Michelle Grant, travel and tourism manager at Euromonitor International, said the U.K.’s Office of Fair Trading, in its ongoing investigation, is concerned that if rate parity agreements went away suppliers would simply stop giving OTAs inventory.
Wood remembers fondly the days before parity agreements. “Frankly, it was anarchy, it was chaos. But at the end of the day we educated the consumer to go to the OTAs,” he said. “We sit back and complain about it now but it was our fault.
“Today (rate parity) is absolutely mandatory,” he said.
Mobile as a traveler tool
While mobile users are seen as a closed user group and therefore can be offered a fenced rate, hoteliers are debating the strategy behind mobile discounting.
Because smartphones and tablets increasingly serve as both a research and booking channel, it’s important for hoteliers to research whether travelers would have booked at rack rate via mobile before offering discounts.
Guest experience is a foremost concern when developing a mobile strategy. Data from Google notes that a poor mobile experience acts as a deterrent to guests booking.
“It’s really neat the amount of bookings we’re seeing come through the smartphone,” Wood said.
Grant said she is “kind of surprised” by some of the mobile data emerging today. For example, Choice Hotels International recently announced that 13% of its online revenue comes from the mobile channel and Booking.com announced it had booked $3 billion through the mobile channel in 2012.

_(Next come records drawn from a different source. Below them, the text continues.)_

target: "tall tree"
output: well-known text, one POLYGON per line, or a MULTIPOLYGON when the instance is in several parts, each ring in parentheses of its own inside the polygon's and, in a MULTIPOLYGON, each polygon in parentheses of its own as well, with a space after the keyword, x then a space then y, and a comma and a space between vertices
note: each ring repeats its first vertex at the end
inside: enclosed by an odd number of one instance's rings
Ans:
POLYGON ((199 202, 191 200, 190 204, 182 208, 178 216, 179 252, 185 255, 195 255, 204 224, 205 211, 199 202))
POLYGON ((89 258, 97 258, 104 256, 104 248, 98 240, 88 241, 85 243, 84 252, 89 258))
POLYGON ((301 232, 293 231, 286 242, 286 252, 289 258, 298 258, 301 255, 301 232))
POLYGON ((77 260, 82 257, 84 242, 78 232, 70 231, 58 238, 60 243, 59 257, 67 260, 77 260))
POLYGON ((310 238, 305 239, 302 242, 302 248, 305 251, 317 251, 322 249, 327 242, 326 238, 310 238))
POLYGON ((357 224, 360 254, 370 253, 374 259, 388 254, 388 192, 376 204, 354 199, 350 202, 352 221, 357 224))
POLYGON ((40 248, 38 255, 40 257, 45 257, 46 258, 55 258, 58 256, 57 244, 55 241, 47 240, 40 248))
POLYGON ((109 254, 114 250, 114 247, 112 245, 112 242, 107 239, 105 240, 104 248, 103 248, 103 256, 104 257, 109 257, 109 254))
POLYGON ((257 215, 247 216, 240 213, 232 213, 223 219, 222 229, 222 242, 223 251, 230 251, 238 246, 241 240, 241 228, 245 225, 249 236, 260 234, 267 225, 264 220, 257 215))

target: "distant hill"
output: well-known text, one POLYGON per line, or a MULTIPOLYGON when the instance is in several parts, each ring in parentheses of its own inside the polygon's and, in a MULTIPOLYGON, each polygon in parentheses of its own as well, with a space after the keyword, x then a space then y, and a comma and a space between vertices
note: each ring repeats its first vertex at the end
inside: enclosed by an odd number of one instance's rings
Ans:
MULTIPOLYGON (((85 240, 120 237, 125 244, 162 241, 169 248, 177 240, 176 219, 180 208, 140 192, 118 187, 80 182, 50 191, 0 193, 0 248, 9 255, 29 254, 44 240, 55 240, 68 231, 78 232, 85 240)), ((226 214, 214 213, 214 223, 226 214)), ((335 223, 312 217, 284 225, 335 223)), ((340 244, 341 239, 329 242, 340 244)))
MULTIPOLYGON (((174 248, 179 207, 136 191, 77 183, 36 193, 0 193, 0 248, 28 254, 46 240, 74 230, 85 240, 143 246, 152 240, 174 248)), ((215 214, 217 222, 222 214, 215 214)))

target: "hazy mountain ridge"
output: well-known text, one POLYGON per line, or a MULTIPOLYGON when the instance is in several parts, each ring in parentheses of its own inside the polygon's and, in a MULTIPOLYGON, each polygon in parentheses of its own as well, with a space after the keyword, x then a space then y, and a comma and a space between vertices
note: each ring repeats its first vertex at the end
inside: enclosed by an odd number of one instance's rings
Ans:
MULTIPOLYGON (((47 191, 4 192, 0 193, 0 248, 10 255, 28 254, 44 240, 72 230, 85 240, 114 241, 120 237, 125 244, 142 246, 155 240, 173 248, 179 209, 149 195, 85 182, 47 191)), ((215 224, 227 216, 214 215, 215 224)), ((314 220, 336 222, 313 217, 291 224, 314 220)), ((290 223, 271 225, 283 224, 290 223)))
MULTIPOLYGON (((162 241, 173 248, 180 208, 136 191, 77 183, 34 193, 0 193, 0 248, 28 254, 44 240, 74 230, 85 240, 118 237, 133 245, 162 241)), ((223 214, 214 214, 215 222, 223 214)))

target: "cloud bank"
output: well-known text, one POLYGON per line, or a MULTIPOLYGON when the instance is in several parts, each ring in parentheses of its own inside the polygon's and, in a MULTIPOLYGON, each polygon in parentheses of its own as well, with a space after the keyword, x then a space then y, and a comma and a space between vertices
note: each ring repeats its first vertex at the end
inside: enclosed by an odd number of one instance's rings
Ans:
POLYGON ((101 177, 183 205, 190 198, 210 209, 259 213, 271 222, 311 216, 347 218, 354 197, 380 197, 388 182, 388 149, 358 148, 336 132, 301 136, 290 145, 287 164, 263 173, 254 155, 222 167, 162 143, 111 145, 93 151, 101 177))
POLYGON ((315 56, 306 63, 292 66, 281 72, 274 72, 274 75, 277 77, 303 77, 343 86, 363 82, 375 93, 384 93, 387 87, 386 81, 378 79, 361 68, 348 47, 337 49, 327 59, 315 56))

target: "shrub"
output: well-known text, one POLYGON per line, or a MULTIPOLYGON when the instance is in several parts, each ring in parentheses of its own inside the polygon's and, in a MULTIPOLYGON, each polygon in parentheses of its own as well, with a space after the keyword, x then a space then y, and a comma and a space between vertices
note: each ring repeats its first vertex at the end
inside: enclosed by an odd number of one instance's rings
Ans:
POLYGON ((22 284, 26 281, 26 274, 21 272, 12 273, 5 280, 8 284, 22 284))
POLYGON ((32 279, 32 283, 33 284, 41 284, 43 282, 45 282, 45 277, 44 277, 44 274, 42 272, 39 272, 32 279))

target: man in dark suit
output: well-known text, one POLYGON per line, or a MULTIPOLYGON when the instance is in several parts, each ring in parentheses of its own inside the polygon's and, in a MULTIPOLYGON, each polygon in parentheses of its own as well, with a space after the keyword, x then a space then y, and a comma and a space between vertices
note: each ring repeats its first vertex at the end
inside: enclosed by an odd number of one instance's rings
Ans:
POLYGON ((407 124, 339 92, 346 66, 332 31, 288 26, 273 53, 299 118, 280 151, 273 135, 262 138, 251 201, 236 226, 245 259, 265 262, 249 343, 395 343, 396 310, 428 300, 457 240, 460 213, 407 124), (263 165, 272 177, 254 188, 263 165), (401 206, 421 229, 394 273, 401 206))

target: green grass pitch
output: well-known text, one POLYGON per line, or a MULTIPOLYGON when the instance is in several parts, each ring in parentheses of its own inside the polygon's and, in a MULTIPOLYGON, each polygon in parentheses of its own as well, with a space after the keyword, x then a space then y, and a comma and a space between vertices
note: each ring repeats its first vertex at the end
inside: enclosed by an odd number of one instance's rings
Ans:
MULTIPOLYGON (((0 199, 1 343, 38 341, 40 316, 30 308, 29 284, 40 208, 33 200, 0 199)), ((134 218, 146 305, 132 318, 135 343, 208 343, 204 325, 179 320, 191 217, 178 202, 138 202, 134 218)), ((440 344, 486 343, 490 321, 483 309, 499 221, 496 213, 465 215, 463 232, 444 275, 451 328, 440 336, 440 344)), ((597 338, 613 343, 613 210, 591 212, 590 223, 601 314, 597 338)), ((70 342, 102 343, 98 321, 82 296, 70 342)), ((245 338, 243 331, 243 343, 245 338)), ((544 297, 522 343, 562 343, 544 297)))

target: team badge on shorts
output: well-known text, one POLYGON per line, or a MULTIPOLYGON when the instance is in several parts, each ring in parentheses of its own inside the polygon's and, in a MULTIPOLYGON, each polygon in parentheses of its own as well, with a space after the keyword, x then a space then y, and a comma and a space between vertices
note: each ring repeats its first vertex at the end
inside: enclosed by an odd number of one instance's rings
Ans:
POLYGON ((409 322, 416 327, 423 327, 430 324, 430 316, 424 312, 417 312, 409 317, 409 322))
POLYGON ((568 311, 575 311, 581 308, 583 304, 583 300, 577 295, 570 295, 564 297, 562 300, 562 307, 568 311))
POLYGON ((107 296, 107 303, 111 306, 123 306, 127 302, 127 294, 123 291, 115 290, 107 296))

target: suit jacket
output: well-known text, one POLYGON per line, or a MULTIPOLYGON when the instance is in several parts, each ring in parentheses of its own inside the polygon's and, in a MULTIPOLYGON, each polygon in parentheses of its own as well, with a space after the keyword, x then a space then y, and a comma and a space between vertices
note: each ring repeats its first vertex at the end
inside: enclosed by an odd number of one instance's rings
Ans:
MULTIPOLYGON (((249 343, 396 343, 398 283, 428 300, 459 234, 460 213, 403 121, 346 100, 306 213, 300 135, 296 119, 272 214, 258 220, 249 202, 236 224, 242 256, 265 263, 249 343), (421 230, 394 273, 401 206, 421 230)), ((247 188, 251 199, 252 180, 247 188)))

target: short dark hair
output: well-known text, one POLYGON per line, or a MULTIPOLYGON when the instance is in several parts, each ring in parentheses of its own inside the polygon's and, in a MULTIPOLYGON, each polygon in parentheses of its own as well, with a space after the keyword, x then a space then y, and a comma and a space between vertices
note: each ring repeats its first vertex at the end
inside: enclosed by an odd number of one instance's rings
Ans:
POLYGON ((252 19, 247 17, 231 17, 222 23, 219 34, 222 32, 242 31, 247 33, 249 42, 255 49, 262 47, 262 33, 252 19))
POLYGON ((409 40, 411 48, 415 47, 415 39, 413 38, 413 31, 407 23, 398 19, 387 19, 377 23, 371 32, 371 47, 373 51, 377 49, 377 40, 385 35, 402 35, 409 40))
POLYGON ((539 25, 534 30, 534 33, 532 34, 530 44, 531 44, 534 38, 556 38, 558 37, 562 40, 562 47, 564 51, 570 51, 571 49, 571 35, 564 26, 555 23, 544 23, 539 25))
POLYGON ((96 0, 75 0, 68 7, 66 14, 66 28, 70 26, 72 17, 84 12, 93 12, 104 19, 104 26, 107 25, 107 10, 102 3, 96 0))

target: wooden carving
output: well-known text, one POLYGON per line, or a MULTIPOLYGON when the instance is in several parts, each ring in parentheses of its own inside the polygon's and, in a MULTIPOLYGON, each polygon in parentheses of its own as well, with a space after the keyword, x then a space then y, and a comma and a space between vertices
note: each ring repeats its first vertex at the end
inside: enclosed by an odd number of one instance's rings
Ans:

“Mobile room nights are growing rapidly at Expedia and at last check were growing at a pace of 130% month-over-month,” Severson said, adding that a recent Expedia survey showed 28% of smartphone owners have used their mobile device to book a hotel, and 34% indicated they haven’t yet but intend to.
“That said, it is also a crucial device for shopping,” she said. “Travelers get inspired, find destinations and hotel ideas by searching on their cell phones, so hoteliers will also want to be in the consideration set at this early stage.”